Did you ever have problems with repository classes that just kept on growing over the years, with no end in sight?
This is a problem that I have encountered in multiple projects and companies. Usually the repository starts out small, but then more and more methods are added over time.
Let’s assume that we are working on an online shop. In the beginning, our OrderRepository
is very small and we just have a few methods.
interface OrderRepository
{
public function find(OrderId $orderId): ?Order;
public function findAll(Filters $filters): Orders;
public function save(Order $order): void;
}
You keep working on the application and the business is doing well. A lot of orders are coming in and there are now too many to display on a single page.

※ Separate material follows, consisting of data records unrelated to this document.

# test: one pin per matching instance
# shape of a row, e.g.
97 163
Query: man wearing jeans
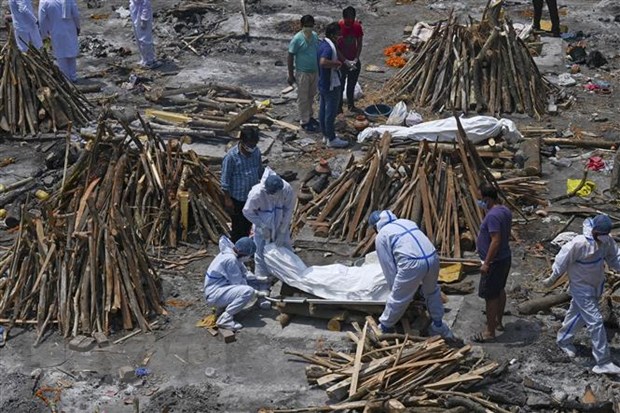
494 250
349 51
241 170
329 86
303 70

You add a few method to add pagination support.
interface OrderRepository
{
public function find(OrderId $orderId): ?Order;
public function findAll(Filters $filters, PaginationParameters $paginationParameters): Orders;
public function countTotal(): int;
public function countFiltered(Filters $filters): int;
public function save(Order $order): void;
}
Two weeks later, the accounting department approaches you because they need a new page that shows all the orders with invoices that haven’t been paid yet.
You add another method to the repository and create the page.
public function findWhereInvoiceWasNotPaid(): Orders;
A month later, the marketing department needs a new feature…
You can see where I am going with this, the repository just keeps on growing. After a few years, it becomes hard to stay on top of things and your repository grows larger and larger.
Stuffing everything into a single repository leads to problems, but what are the alternatives?
You could split it up into multiple repositories, but then it will be hard to distinguish between them. How do you name all the repositories? How do you decide to which one a method belongs?
This is where query objects come into play. You take one of the methods and turn it into it’s own object.
interface OrdersWhereInvoiceWasNotPaidQuery
{
public function execute(): Orders;
}
Before, your classes always had to depend on the large repository class. Now they can depend on the few queries that they actually need (often it’s just one).
Software development is all about making tradeoffs. Query objects make your code simpler, but they also have a couple of drawbacks.
The obvious one is that you have to create more classes. This is not necessarily a bad thing. It’s the same as when you follow the single responsibility principle. You end up with many small and cohesive classes.
It’s also harder to deduplicate code between query objects. This is a little more annoying. With a single repository, you can just extract code into a private method. With query objects, you have to extract the duplicate code into a separate class.
Don’t replace your repositories with query objects. Use them both and put the query where it makes most sense. If you only need to read data, put it into a query object. If you need to read and write, the repository is probably the right place. I use both repositories and query objects in the tutorial part of my book Professional PHP.
Query objects work really well in applications that follows the command query responsibility segregation pattern (CQRS). You use them on the query side and repositories on the command side. I really like this approach, because it completely decouples my queries from the business logic.